I read this article at Rodney Croome's blog, saw it again at the Australian Coalition for Equality website, went to the original news article and finally printed it out to make sure I had it right. Most, if not all, couples who choose a celebrant to marry them do so because they aren't religious, don't want it in a church and want to write their own very personal vows. They want words that relate to them and how they want to live their life together. Now this stickybeak government is making sure that heterosexual marriages conform to their traditional idea of husband and wife.

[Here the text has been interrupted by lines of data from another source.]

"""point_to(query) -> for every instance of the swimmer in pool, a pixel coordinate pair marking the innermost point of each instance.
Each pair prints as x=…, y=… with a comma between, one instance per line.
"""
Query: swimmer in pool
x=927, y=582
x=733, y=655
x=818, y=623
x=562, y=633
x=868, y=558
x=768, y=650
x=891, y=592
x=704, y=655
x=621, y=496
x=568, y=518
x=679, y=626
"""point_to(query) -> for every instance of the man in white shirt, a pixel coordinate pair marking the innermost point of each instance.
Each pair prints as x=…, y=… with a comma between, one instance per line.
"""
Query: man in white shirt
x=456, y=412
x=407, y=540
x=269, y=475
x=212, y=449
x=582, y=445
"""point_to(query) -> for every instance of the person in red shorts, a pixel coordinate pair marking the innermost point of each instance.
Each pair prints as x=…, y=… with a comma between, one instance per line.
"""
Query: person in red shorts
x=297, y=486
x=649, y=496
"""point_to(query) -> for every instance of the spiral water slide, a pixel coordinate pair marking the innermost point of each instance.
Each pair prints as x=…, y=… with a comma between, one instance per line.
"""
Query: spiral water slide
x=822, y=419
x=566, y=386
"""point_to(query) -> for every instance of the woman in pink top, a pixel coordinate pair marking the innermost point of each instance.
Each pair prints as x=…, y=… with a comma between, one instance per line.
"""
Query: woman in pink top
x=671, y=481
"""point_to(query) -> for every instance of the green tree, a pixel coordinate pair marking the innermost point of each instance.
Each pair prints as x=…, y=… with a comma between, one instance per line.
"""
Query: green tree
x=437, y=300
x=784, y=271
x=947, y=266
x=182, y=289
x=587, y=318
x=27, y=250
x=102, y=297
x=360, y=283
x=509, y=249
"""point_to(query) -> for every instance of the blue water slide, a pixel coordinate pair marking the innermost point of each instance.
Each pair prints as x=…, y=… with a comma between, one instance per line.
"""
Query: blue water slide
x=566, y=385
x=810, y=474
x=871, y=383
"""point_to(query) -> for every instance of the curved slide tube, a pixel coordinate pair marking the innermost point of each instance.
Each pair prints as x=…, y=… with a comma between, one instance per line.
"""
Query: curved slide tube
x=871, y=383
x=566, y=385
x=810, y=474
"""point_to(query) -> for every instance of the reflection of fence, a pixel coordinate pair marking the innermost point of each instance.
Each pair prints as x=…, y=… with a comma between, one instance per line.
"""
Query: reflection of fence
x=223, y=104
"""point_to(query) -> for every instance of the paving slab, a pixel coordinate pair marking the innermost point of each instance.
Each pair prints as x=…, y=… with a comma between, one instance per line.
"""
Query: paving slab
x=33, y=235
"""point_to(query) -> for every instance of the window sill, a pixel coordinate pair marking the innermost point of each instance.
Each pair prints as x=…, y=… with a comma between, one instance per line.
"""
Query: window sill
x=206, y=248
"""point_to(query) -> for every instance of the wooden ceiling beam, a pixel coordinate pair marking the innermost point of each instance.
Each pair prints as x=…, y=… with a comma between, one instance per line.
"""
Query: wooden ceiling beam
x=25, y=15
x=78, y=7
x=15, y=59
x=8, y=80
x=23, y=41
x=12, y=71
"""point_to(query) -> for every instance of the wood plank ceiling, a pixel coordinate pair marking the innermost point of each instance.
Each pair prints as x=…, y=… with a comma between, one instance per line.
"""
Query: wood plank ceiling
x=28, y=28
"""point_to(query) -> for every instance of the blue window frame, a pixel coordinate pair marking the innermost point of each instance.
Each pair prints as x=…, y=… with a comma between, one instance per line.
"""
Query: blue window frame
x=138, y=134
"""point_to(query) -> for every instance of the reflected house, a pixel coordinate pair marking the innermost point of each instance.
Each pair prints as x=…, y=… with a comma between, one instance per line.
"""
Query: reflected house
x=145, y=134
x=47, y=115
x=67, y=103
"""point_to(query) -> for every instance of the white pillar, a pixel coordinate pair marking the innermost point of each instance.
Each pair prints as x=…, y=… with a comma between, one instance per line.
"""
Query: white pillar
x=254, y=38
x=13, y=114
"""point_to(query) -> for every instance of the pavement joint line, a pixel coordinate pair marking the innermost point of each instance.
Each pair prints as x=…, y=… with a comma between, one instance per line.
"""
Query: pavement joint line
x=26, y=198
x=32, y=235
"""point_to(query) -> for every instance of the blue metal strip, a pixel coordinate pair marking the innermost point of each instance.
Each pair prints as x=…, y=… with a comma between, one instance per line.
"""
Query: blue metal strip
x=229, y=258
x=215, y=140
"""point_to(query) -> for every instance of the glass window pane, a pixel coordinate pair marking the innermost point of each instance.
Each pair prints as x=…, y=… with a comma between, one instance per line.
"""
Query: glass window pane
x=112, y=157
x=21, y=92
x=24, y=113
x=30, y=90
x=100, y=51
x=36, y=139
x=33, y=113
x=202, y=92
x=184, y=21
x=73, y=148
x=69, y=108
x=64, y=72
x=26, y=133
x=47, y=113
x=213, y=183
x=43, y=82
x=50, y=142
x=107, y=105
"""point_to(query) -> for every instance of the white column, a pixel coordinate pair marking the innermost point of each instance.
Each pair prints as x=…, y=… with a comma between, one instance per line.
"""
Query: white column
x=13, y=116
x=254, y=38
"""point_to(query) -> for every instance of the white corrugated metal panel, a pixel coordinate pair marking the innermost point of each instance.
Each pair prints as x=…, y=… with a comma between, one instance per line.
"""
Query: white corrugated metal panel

I quote, "In a series of edicts to civil celebrants that overturn at least 30 years of accepted practice, the Attorney-General's Department insists couples must exchance vows only as "husband" and "wife". Celebrants must also remind everyone that "marriage, according to law in Australia, is the union of a man and a woman". Attorney-General Philip Rubbish, er, sorry, Ruddock just wants to make sure civil celebrants understand their legal obligations.
Kim Power, a celebrant and lecturer in civil ceremonies at Monash University says it's about shaping the cultural imagination. It means that every time you go to a marriage ceremony, from the time you're a flower girl to the time you're a grandmother, it will be re-inforcing the message that marriage can only occur between a man and a woman.
Under the Marriage Act, each party must take the other "to be my lawful wedded wife (or husband) or words to that effect. "Partner" could be subsituted once but not anymore. "Spouse is acceptable but partner does not necessarily signify marriage. This is according to guidelines issued in November, 2005.
Celebrants are toeing the government line in case the marriages they perform are declared invalid. They must also remind the bride and groom that "marriage, according to law in Australia, is the union of a man and a woman". The words " people" or "persons" in place of "man" and "woman" cannot be used " as this could signify two people of the same sex".
The vow "I take you as my partner in marriage" is no longer acceptable. If I was daft enough to marry again, I would be saying "I take you as my partner in life" and damn the illegality.
This goes with the government's thinking about compulsory courses before getting a marriage licence. Their thoughts of legislating compulsory counselling sessions before the 'no fault' (how long before they touch that) divorce which can only add to the trauma.
This is not just re-inforcing the idea of marriage between a man and a woman. It's the government and it's religious backers thumbing their noses at the gay community. Rubbing it in that they're 2nd class citizens again. Putting across their message that gays and lesbians can't have long lasting relationships so why bother letting them have a legal ceremony.
Once again the government is making laws, guidelines and decrees in my name without asking me. It looks like another round of letters going out and this time I hope someone has the manners to reply to this now swinging voter.